Für umgerechnet einen Euro tankte ich den Roller voll – und war dann noch entspannter, als ich auf Indonesisch erklären konnte, was ich wollte. Jetzt könnte man beeindruckt sein, allerdings muss ich an dieser Stelle mein Sprachtalent ein wenig niedermachen: Es ist für Einheimische, die mit einem Stand, an dem nichts anderes als mit Benzin gefüllte Wasserflaschen angeboten werden, auch nicht wirklich schwierig zu verstehen, was denn die kurzbeärmelte Langnase, die da mit einem Roller vor ebendiesem Stand hält, nun will. Ich fuhr ein paar Stunden hin und her, sang dabei vor mich hin – leider hatte ich ausschließlich „Umbrella“ von Rihanna im Ohr, wobei es passenderweise immerhin irgendwann regnete – und genoss es. Auf dem Heimweg sammelte ich noch eines der hier arbeitenden Mädels ein, das ich am Straßenrand entdeckte, und hoppelte – nun also mit Sozia – deutlich sicherer als zu Beginn über die Rumpelpiste zurück. Man fühlt sich in fremden Ländern gleich viel angekommener, wenn man solche Touren macht.

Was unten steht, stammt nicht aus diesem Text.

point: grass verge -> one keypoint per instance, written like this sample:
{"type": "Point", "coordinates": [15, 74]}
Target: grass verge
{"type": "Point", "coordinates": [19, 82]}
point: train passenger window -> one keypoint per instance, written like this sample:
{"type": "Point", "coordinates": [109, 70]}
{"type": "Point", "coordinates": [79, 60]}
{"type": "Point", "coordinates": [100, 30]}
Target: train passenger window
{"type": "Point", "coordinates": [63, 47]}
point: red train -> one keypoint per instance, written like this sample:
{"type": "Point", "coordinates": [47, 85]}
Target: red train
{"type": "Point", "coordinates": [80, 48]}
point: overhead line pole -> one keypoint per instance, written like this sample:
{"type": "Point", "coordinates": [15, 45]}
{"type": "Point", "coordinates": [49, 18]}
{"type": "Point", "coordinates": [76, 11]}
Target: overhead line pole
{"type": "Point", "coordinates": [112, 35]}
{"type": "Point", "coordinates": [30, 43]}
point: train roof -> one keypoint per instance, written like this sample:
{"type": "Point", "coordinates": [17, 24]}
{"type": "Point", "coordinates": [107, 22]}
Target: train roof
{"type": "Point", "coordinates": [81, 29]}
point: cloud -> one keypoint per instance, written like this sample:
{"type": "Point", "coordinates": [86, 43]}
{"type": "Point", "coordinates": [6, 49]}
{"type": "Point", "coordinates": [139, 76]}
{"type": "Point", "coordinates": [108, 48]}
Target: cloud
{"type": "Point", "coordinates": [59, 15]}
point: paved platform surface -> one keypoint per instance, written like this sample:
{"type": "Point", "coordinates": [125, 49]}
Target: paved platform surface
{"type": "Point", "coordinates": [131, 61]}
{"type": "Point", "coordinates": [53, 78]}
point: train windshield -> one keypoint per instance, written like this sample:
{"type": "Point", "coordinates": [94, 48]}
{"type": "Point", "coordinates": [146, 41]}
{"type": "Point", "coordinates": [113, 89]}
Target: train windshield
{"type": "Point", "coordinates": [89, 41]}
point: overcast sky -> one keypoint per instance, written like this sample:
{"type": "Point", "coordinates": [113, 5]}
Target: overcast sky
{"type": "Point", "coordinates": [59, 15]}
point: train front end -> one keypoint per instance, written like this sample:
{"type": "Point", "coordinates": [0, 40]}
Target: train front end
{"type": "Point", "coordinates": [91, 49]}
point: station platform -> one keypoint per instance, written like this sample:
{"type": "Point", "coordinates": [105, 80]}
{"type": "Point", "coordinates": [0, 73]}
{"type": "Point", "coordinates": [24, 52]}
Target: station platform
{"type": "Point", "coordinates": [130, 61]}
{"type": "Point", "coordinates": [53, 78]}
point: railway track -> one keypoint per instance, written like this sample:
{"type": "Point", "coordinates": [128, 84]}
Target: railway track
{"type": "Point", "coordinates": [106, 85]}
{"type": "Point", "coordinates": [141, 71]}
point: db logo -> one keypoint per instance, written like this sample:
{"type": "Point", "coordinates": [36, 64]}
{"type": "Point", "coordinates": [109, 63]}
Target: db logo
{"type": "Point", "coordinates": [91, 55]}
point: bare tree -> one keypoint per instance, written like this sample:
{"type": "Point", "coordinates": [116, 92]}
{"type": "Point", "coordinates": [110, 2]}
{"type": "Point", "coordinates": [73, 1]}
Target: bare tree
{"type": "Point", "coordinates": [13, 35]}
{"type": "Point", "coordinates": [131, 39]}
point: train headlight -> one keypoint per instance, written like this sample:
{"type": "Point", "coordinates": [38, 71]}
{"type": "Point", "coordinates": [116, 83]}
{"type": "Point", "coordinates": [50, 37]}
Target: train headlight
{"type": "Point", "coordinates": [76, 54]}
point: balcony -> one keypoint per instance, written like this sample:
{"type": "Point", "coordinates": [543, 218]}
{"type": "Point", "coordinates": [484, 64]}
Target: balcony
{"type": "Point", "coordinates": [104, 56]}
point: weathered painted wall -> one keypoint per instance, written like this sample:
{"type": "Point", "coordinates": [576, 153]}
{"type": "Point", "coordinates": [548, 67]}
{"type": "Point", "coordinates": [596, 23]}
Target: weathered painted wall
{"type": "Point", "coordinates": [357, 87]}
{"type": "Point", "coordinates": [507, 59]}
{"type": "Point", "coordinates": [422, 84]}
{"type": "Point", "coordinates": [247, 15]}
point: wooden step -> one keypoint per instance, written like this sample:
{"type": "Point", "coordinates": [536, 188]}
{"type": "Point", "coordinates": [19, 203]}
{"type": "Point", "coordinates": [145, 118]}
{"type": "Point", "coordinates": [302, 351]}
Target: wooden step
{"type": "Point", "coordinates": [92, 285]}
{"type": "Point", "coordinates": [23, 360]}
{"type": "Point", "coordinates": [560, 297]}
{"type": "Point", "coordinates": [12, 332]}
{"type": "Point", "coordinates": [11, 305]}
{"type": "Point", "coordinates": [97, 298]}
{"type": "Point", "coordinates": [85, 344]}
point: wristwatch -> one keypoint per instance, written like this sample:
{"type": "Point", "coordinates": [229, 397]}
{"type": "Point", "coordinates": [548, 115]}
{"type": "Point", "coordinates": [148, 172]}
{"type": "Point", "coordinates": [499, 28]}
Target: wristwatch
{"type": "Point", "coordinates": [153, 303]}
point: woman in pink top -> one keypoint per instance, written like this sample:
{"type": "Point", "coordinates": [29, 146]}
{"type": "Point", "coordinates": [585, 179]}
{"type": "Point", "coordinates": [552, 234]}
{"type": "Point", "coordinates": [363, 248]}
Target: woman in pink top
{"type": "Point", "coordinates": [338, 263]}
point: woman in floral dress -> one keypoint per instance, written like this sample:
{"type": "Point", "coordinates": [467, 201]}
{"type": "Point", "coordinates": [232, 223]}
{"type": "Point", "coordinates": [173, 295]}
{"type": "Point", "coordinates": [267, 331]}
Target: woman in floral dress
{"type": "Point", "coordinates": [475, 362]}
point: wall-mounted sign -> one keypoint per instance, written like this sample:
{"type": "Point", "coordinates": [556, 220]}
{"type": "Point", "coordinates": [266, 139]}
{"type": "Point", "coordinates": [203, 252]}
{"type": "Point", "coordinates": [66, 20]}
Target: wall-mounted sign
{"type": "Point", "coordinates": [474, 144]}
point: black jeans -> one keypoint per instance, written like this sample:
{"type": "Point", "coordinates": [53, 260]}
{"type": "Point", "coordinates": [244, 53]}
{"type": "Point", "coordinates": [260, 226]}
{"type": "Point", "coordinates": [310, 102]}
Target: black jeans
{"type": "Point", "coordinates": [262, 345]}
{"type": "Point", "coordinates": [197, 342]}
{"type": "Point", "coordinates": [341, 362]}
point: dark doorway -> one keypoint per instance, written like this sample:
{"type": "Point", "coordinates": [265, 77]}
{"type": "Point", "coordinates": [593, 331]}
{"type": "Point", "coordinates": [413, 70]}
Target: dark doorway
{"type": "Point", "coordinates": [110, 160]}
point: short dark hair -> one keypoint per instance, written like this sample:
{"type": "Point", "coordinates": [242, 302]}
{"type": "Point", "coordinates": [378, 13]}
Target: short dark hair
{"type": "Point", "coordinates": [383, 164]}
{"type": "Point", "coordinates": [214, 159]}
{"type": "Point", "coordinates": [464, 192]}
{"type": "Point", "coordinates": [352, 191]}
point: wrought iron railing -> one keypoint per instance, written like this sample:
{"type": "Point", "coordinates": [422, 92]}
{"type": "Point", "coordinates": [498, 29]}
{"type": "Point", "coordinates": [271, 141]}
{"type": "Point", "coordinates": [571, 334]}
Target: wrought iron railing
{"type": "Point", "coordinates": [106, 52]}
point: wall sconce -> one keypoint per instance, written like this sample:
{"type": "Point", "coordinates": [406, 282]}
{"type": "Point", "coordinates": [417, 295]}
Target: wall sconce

Sehr entspannt, diese erste Tageshälfte, die Einblick in meine sehr leicht zu durchschauenede Psyche gibt: Im Prinzip muss man mir (sollte kein Meer greifbar sein, das hat nämlich denselben Effekt allein durch seine Existenz) nur irgendetwas Fahrbares geben, und ich fühle mich frei. Das hat im Oman mit dem Oyota Ugly bestens funktioniert, in Thailand war es das Moped, und am Niederrhein der CC Beul, den ich allerdings eher als möglichen Fluchthelfer wahrnahm denn als Freiheitsbringer, wobei das eine das andere ja bedingt, und für mein Seelenheil war es wichtig zu wissen, dass der Niederrhein jederzeit hinter mir zurückbleiben konnte – wenn auch nur mit mageren PS-Zahlen.
Den Muskelkater morgen werde ich übrigens genießen.